2: Kill the backgroundworker thread with abort like here ( How to “kill” background worker completely? )

I want that the calculation stops immediately after hitting the cancel button no matter which loop or function are executed at the moment. Are there any better oppotunities than mine?

Edit: And I don't know why How can I cancel a Task without LOOP should solve my problem because I have many different loops .

When working with a background worker, really the only choice you have is to pepper your code with checks to see if the operation has been cancelled.

How you implement this is entirely up to you, but I'd say you want to check at the start of every potentially-time-consuming operation, eg a database query or file system operation, and definitely at the beginning of every loop.

Now, as you've already noticed, it gets trickier when you have multiple methods involved. In that case, storing your worker in a class-level field is probably appropriate so that you can simply check its cancellation status from every method wherever applicable.

One useful approach would be to utilize your own custom Exception class. You could wrap the code in the top-level method within a try-catch block, and then whenever you find out that the background worker has been cancelled somewhere deeper within the call stack, you could just throw an instance of your exception which would be handled by the catch block.

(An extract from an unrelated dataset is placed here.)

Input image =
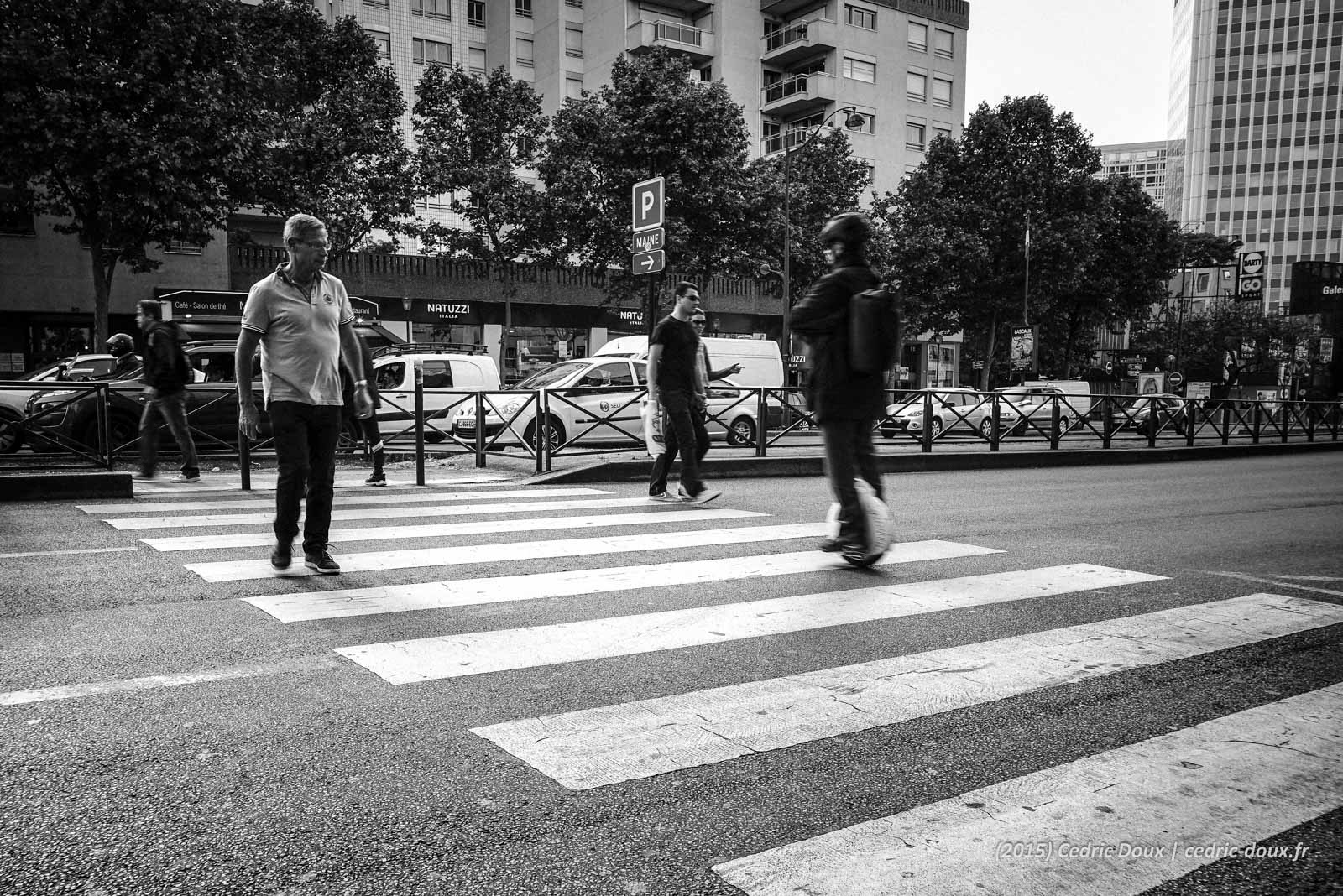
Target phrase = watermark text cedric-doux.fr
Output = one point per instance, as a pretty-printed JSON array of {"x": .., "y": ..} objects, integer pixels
[{"x": 1068, "y": 849}]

Here's a simple example I worked up.

class CancellationException : Exception
{
    public object State { get; private set; }

    public CancellationException(object state)
    {
        this.State = state;
    }
}

private void DoSomething()
{
    if (_worker.CancellationPending)
    {
        throw new CancellationException("cancelled from blah blah");
    }
}

private void backgroundWorker1_DoWork(object sender, DoWorkEventArgs e)
{
    try
    {
        DoSomething();
    }
    catch (CancellationException ce)
    {
        e.Cancel = true;
    }
}

Note that the State property in the exception could be used to determine where in your process the cancellation hit so that you can clean up resources, etc.